Oui ! les joueuses répondent à une petite annonce dans le journal pour jouer un match d’exhibition avant le tournoi des garçons.  Elles sont une attraction. L’année précédente, il y avait des lilliputiens.

Les footballeuses n’en avaient pas forcément consciences, elles voulaient jouer au foot, s’amuser. Elles ne se considéraient pas forcément comme féministe. En revanche, aujourd’hui, on voit que ce geste était hautement politique.

 

Au départ, les footballeuses n’en avaient pas forcément consciences des inégalités, elles voulaient jouer au foot, s’amuser. Elles ne se considéraient pas forcément comme féministe. En revanche, aujourd’hui, on voit que ce geste était hautement politique.

 

Une première difficile comme le témoigne certaines joueuses de l’époque. Une grande partie des spectateurs sont venus pour se moquer.

Cela fut difficile au début. Elles entendaient des  remarques désobligeantes, vulgaires sur leur compte… Dans la presse, certains pensaient que ce n’était pas vraiment des femmes, certains médecins indiquaient que les femmes ne pouvaient pas jouer au foot à cause de leur poitrine… qu’elles ne pourraient pas avoir d’enfant… d’ailleurs pendant un an la gardienne de Reims a dû jouer avec une prothèse plastique pour se protéger les seins… cela a dû être compliqué à vivre. A contrario, une partie du public fut aussi très surpris par le niveau de jeu des filles. Tout le monde n’était pas contre elles.

A votre avis, En allant sur le terrain des hommes, le geste de ces pionnières devient-il également politique ?

Oui ! pour moi, des histoires personnelles aussi fortes ne peuvent être que politique. Au départ, elles n’en avaient pas forcément consciences, elles voulaient jouer au foot, s’amuser. Elles ne se considéraient pas forcément comme féministe. En revanche, aujourd’hui, on voit que ce geste était hautement politique.

Aujourd’hui, est-ce encore politique pour une femme de joueur au foot ?

Oui je le pense. Pendant la dernière coupe du monde, nous avons encore entendu des paroles bizarres, on a aussi vu l’équipe américaine attaquer sa fédération en justice pour obtenir un traitement égalitaire avec l’équipe masculine alors qu’elles sont quatre fois championnes du monde… En revanche, les joueuses actuelles en ont conscience. Les américaines se revendiquent féministes, ce n’était pas le cas à l’époque.

Avez-vous suivi la Coupe du monde féminine ? Qu’en avez-vous pensé ?

Oui je l’ai suivi comme beaucoup d’autres compétitions sportives.

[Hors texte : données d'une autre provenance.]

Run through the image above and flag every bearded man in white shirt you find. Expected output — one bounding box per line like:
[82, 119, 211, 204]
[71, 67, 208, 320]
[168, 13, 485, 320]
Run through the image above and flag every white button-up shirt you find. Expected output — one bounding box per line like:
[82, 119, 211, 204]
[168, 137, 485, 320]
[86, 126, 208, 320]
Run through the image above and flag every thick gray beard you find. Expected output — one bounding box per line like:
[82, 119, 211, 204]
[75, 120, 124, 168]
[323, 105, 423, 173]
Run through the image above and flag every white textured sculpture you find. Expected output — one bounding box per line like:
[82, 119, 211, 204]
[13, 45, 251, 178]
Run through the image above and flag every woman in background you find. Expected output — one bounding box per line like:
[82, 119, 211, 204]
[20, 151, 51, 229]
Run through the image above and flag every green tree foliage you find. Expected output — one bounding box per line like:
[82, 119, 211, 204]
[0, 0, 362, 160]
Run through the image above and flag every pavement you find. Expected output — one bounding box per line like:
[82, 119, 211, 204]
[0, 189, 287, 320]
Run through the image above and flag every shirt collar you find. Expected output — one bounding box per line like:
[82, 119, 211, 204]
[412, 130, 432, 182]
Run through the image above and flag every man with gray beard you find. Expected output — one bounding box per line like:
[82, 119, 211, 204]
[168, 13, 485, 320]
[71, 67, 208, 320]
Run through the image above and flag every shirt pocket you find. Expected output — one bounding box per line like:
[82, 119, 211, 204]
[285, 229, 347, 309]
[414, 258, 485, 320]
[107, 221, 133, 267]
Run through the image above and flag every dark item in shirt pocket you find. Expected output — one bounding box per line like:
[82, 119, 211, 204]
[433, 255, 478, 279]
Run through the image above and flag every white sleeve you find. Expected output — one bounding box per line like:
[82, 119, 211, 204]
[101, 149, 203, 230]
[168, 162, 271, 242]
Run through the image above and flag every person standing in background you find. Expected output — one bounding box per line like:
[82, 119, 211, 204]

J’avoue avoir été un peu triste que l’équipe de France ne soit pas championne du monde…  on a regardé pas mal de matchs avec l’équipe de Féminines. Il y avait une belle ambiance autour et dans les stades. Le grand public s’est intéressé aux matchs, il connaissait les joueuses.

Crédit photo : Simon Gosselin

Lorsque l’on voit la pièce, on observe assez vite que vous êtes sportive.

Oui ! Dans ma première vie, j’ai fait quinze ans d’athlétisme dont sept ans à haut niveau.  Je pratiquais le 800 et 1500 mètres. Je voulais faire du foot mais mes parents ne voulaient pas… Ma mère avait peur que j’ai les jambes arquées [Rire]. J’ai toujours pensé que la vraie raison est qu’elle imaginait que le foot était un sport de garçon donc pas fait pour une petite fille… Comme elle m’avait dit qu’il fallait courir vite pour jouer au foot, j’ai commencé l’athlétisme… je pouvais quand même y jouer dans la cours d’école avec les garçons. Aujourd’hui je continue à courir, je joue au tennis et pratique le yoga.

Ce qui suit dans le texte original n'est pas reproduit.